Question

ABCD rotation 270 counterclockwise around the origin

Answer 1

The trapezoid ABCD, after a 270-degree counterclockwise rotation around the origin, has vertices A'(9, 9), B'(9, 5), C'(10, 3), D'(10, 10).

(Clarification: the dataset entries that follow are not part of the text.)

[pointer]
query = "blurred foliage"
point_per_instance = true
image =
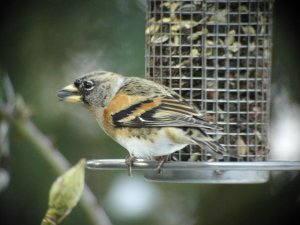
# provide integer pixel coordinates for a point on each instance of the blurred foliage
(46, 44)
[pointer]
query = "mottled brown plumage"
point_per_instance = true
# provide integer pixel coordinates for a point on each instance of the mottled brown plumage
(146, 118)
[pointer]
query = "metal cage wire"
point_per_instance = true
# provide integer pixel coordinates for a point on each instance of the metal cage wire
(217, 55)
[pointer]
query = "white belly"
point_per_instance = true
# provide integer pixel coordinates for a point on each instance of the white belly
(147, 148)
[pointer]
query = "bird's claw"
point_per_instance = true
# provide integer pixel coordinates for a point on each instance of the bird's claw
(129, 162)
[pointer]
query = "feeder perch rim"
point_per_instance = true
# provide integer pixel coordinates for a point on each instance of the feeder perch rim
(140, 164)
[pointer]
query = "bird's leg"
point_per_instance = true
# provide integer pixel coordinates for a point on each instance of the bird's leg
(129, 162)
(163, 159)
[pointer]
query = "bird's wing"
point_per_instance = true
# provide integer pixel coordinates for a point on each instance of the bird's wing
(160, 111)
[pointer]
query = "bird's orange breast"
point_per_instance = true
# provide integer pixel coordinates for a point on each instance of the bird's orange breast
(121, 102)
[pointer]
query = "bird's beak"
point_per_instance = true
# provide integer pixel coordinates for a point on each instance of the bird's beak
(69, 93)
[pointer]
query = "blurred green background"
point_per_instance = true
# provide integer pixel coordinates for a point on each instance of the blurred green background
(45, 45)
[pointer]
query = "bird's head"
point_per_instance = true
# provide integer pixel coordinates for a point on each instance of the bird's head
(94, 89)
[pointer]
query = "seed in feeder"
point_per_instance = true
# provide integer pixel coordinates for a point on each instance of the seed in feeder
(195, 53)
(248, 30)
(152, 29)
(230, 38)
(197, 34)
(219, 17)
(235, 47)
(159, 40)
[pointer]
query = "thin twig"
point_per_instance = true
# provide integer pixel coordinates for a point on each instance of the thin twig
(56, 160)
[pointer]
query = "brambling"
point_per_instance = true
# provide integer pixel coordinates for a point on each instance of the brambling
(147, 118)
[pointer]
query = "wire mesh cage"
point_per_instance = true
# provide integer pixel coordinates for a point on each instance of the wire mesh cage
(217, 55)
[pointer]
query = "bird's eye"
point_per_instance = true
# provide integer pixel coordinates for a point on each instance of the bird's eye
(88, 85)
(77, 83)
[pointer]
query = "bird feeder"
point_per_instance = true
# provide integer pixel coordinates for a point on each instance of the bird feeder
(217, 55)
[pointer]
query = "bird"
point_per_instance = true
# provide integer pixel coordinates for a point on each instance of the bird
(148, 119)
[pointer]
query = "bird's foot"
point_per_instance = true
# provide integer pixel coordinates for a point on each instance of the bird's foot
(162, 161)
(129, 162)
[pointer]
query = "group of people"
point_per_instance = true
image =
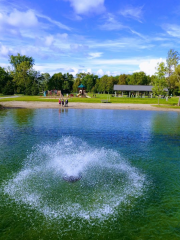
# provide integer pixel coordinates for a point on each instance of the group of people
(63, 103)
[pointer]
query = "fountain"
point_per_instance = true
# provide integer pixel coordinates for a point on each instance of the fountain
(43, 182)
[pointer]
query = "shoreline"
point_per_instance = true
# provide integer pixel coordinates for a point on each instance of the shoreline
(78, 105)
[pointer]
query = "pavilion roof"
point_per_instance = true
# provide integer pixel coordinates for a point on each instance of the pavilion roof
(136, 88)
(81, 86)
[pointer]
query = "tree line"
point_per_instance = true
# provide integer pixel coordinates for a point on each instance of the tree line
(22, 78)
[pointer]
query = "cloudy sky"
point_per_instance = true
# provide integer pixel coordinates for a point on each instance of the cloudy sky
(98, 36)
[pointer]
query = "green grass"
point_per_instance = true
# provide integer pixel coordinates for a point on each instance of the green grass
(172, 102)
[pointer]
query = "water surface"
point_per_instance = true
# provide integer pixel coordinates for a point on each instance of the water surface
(130, 167)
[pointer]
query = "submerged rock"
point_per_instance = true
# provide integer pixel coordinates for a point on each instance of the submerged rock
(72, 178)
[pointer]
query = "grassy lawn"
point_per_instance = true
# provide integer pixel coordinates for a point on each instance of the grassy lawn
(172, 102)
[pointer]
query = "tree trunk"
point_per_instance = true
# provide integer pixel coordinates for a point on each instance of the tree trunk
(179, 102)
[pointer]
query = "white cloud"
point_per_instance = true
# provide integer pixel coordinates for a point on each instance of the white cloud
(59, 24)
(87, 6)
(95, 55)
(132, 12)
(78, 47)
(149, 66)
(100, 72)
(112, 24)
(4, 51)
(172, 29)
(19, 19)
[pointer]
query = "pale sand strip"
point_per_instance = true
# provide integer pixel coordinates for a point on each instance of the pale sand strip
(73, 105)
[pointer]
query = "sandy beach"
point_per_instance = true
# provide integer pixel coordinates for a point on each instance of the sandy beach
(75, 105)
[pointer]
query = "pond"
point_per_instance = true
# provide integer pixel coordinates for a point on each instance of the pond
(125, 167)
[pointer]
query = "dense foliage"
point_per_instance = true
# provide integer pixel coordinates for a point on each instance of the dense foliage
(22, 78)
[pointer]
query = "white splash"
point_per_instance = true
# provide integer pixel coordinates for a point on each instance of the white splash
(107, 180)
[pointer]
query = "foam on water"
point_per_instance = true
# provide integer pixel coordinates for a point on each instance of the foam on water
(107, 180)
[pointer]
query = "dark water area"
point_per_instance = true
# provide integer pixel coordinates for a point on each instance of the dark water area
(129, 163)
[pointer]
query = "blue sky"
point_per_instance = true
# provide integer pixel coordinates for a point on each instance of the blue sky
(98, 36)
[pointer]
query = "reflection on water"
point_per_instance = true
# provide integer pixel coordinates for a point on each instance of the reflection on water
(130, 167)
(107, 180)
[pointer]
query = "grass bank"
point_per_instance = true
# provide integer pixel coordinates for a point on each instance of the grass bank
(171, 103)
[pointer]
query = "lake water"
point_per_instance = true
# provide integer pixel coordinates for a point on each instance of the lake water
(128, 161)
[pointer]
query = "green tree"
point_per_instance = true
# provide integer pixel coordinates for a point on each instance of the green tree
(122, 79)
(3, 78)
(103, 83)
(177, 75)
(171, 61)
(18, 59)
(56, 82)
(138, 78)
(45, 77)
(68, 83)
(159, 82)
(21, 76)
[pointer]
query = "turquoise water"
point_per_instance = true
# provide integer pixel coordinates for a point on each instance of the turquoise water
(130, 167)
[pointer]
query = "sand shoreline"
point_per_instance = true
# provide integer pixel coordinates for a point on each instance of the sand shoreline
(76, 105)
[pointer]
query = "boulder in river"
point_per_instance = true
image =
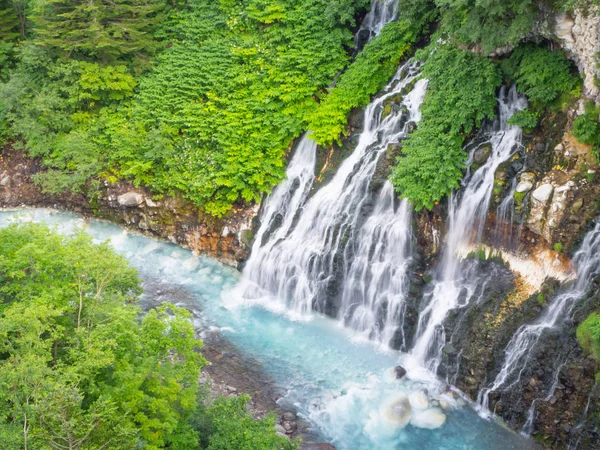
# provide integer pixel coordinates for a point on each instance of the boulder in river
(419, 400)
(318, 447)
(429, 418)
(130, 199)
(400, 372)
(398, 411)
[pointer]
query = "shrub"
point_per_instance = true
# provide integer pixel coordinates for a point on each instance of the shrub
(370, 71)
(542, 75)
(586, 128)
(526, 119)
(488, 23)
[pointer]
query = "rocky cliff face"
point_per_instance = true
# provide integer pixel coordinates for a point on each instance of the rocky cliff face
(170, 218)
(579, 35)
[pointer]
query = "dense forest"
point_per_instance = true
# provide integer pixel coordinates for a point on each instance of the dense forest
(204, 99)
(81, 368)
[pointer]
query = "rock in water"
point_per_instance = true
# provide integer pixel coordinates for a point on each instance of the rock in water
(429, 418)
(543, 193)
(398, 411)
(400, 372)
(130, 199)
(419, 400)
(482, 154)
(318, 447)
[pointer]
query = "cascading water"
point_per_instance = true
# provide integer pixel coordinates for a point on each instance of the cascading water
(302, 268)
(381, 13)
(375, 287)
(520, 348)
(450, 288)
(279, 212)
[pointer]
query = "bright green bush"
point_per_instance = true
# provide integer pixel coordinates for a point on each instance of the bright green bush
(542, 75)
(588, 335)
(77, 365)
(234, 428)
(586, 127)
(460, 94)
(216, 115)
(370, 71)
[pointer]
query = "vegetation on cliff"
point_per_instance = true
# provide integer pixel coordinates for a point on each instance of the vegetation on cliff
(203, 98)
(82, 368)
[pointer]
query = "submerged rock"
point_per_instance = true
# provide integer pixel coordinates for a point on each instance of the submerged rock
(400, 372)
(419, 400)
(429, 419)
(543, 193)
(398, 411)
(130, 199)
(482, 154)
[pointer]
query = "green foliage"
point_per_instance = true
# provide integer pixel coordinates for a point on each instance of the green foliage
(542, 75)
(369, 72)
(80, 369)
(233, 427)
(106, 30)
(54, 107)
(488, 23)
(77, 367)
(588, 335)
(586, 127)
(526, 119)
(460, 94)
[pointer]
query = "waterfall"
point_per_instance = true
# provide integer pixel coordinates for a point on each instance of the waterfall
(520, 348)
(281, 208)
(303, 269)
(279, 211)
(375, 288)
(451, 289)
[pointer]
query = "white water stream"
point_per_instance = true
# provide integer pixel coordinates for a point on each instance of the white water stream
(522, 345)
(295, 268)
(344, 389)
(466, 219)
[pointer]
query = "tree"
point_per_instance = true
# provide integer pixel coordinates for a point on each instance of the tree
(78, 369)
(101, 29)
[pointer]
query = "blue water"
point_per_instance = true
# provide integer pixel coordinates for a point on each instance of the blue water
(339, 384)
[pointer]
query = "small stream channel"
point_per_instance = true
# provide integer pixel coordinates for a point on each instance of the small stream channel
(340, 384)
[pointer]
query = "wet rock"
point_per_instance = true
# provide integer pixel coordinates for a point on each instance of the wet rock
(449, 350)
(419, 400)
(290, 427)
(429, 419)
(398, 411)
(130, 199)
(400, 372)
(576, 206)
(289, 416)
(524, 186)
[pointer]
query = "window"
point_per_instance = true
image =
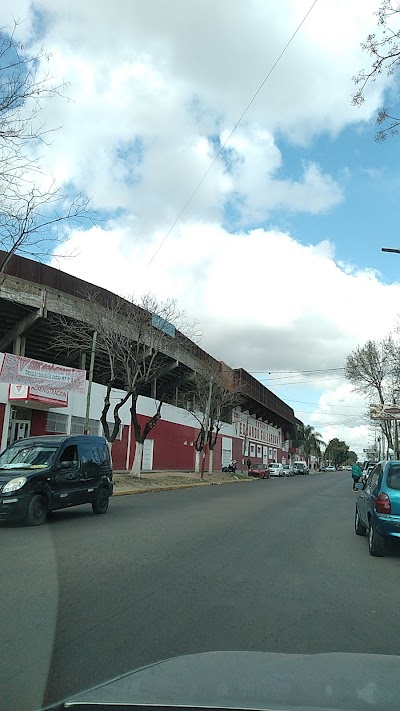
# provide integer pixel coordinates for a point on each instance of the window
(77, 424)
(393, 477)
(373, 477)
(56, 422)
(70, 454)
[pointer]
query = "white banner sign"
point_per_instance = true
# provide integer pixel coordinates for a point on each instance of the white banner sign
(384, 412)
(20, 370)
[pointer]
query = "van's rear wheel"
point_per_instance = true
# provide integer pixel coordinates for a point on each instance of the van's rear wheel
(37, 510)
(101, 500)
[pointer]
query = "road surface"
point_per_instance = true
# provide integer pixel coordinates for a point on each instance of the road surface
(268, 565)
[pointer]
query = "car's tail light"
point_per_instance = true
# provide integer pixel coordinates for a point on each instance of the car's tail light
(382, 503)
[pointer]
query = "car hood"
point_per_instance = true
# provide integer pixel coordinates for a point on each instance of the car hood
(257, 680)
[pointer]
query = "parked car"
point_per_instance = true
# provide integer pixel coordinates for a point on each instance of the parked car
(42, 474)
(300, 468)
(260, 470)
(287, 470)
(378, 506)
(275, 469)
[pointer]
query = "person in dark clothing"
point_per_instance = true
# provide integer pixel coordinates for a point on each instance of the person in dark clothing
(355, 475)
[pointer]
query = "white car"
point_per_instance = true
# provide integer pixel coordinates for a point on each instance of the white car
(287, 470)
(276, 469)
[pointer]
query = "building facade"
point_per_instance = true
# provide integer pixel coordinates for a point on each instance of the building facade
(261, 429)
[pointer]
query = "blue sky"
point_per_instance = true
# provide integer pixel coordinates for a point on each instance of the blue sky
(366, 220)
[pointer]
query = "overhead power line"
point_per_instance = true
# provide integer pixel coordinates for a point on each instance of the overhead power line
(298, 382)
(295, 372)
(223, 146)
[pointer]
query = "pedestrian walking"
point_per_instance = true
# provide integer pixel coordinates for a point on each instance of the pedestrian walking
(355, 475)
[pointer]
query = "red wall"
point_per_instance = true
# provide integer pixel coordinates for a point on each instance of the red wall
(2, 411)
(170, 451)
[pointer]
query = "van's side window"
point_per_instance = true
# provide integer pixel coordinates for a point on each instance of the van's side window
(101, 454)
(70, 454)
(88, 453)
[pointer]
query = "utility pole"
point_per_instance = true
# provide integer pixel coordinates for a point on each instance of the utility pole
(89, 392)
(206, 426)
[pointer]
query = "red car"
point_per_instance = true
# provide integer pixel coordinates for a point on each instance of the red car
(260, 470)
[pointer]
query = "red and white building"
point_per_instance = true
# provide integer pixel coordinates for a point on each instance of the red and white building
(40, 395)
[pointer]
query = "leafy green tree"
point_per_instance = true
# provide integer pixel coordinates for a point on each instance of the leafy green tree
(351, 458)
(337, 452)
(310, 441)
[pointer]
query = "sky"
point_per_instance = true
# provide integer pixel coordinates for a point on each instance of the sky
(278, 254)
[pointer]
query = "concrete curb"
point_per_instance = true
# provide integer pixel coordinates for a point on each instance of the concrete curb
(132, 492)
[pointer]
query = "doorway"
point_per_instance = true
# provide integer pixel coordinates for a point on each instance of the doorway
(147, 456)
(20, 424)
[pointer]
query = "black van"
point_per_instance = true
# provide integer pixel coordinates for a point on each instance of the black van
(42, 474)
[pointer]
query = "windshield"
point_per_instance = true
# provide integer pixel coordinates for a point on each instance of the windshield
(29, 457)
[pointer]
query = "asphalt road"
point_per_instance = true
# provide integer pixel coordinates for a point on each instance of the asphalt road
(268, 566)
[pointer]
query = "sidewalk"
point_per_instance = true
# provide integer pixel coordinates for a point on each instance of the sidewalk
(165, 481)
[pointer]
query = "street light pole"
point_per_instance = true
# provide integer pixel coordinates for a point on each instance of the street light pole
(89, 391)
(206, 426)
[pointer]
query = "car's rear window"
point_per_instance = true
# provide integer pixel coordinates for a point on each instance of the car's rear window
(393, 477)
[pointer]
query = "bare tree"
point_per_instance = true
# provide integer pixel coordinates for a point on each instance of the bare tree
(374, 370)
(31, 206)
(211, 403)
(130, 353)
(383, 48)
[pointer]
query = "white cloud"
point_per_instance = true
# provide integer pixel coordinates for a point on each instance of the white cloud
(342, 413)
(142, 106)
(315, 313)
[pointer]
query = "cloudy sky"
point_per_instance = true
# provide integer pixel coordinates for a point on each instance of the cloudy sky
(278, 253)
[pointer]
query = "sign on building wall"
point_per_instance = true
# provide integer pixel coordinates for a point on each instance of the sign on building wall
(384, 412)
(41, 376)
(56, 398)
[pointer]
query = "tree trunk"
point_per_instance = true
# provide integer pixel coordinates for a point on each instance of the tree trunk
(109, 445)
(210, 460)
(136, 470)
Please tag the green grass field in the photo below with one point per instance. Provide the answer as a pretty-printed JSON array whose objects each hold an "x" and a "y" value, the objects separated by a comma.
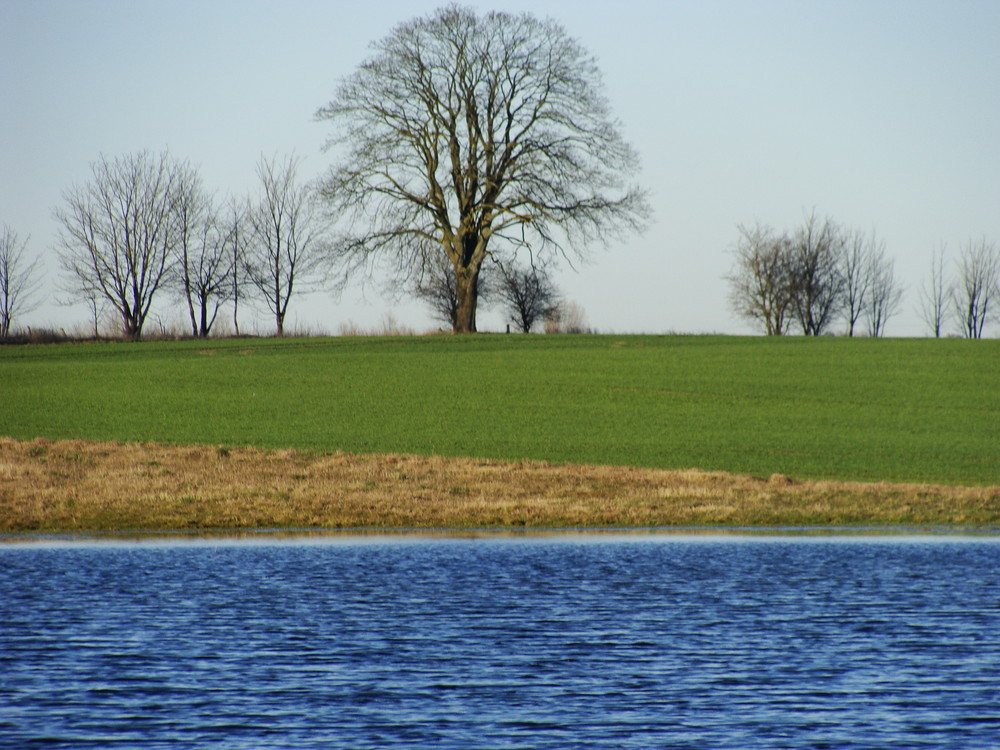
[{"x": 898, "y": 410}]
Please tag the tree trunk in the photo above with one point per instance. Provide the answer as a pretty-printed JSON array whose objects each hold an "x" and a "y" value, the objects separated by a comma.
[{"x": 467, "y": 296}]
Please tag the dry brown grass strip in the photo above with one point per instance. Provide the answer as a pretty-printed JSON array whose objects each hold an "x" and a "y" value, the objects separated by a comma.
[{"x": 70, "y": 486}]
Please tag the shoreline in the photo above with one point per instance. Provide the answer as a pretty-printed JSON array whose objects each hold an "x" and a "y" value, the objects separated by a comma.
[{"x": 83, "y": 487}]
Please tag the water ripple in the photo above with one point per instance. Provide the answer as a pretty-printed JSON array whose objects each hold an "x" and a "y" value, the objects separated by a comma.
[{"x": 502, "y": 644}]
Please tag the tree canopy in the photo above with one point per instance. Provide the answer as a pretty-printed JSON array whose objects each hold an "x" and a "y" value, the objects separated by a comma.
[{"x": 476, "y": 135}]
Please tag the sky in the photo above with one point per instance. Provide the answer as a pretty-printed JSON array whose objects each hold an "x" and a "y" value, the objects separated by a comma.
[{"x": 881, "y": 115}]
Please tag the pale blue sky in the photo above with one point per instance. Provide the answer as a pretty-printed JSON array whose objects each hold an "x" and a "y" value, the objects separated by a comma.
[{"x": 881, "y": 115}]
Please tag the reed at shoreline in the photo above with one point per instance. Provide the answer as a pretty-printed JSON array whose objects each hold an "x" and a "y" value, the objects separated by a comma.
[{"x": 80, "y": 486}]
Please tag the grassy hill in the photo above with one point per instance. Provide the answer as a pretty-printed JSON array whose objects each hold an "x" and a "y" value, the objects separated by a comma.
[{"x": 909, "y": 410}]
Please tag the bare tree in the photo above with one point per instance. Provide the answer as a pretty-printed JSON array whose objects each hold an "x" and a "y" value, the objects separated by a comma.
[
  {"x": 470, "y": 136},
  {"x": 232, "y": 227},
  {"x": 977, "y": 286},
  {"x": 857, "y": 280},
  {"x": 817, "y": 277},
  {"x": 19, "y": 279},
  {"x": 285, "y": 250},
  {"x": 884, "y": 292},
  {"x": 207, "y": 268},
  {"x": 934, "y": 295},
  {"x": 528, "y": 294},
  {"x": 436, "y": 286},
  {"x": 118, "y": 233},
  {"x": 761, "y": 279},
  {"x": 199, "y": 261},
  {"x": 568, "y": 317}
]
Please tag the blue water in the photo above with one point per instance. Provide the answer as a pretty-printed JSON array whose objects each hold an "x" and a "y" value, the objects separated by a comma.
[{"x": 562, "y": 642}]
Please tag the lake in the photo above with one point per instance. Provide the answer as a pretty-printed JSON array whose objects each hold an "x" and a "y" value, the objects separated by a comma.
[{"x": 548, "y": 641}]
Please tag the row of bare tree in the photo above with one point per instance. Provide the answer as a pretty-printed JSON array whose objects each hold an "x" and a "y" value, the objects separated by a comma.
[
  {"x": 821, "y": 273},
  {"x": 145, "y": 223}
]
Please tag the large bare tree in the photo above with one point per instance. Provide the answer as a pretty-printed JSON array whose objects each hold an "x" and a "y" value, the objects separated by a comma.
[
  {"x": 119, "y": 232},
  {"x": 471, "y": 135},
  {"x": 20, "y": 279},
  {"x": 285, "y": 248},
  {"x": 977, "y": 287},
  {"x": 761, "y": 278}
]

To find the coordinates of the trapezoid ABCD after a 270-degree counterclockwise rotation around the origin, we can use the rotation matrix formula:

`\[ \begin{bmatrix} x' \\ y' \end{bmatrix} = \begin{bmatrix} \cos(\theta) & -\sin(\theta) \\ \sin(\theta) & \cos(\theta) \end{bmatrix} \begin{bmatrix} x \\ y \end{bmatrix} \]`

where
`\(\theta\)` is the angle of rotation. For a 270-degree counterclockwise rotation,
`\(\theta = (3\pi)/(2)\)`

Let's apply this rotation to each vertex of the trapezoid:

1. For point A(-9, 9):

`\[ \begin{bmatrix} x' \\ y' \end{bmatrix} = \begin{bmatrix} 0 & 1 \\ -1 & 0 \end{bmatrix} \begin{bmatrix} -9 \\ 9 \end{bmatrix} = \begin{bmatrix} 9 \\ 9 \end{bmatrix} \]`

2. For point B(-5, 9):

`\[ \begin{bmatrix} x' \\ y' \end{bmatrix} = \begin{bmatrix} 0 & 1 \\ -1 & 0 \end{bmatrix} \begin{bmatrix} -5 \\ 9 \end{bmatrix} = \begin{bmatrix} 9 \\ 5 \end{bmatrix} \]`

3. For point C(-3, 10):

`\[ \begin{bmatrix} x' \\ y' \end{bmatrix} = \begin{bmatrix} 0 & 1 \\ -1 & 0 \end{bmatrix} \begin{bmatrix} -3 \\ 10 \end{bmatrix} = \begin{bmatrix} 10 \\ 3 \end{bmatrix} \]`

4. For point D(-10, 10):

`\[ \begin{bmatrix} x' \\ y' \end{bmatrix} = \begin{bmatrix} 0 & 1 \\ -1 & 0 \end{bmatrix} \begin{bmatrix} -10 \\ 10 \end{bmatrix} = \begin{bmatrix} 10 \\ 10 \end{bmatrix} \]`

So, after a 270-degree counterclockwise rotation, the new coordinates of the trapezoid ABCD are:

A'(9, 9), B'(9, 5), C'(10, 3), D'(10, 10).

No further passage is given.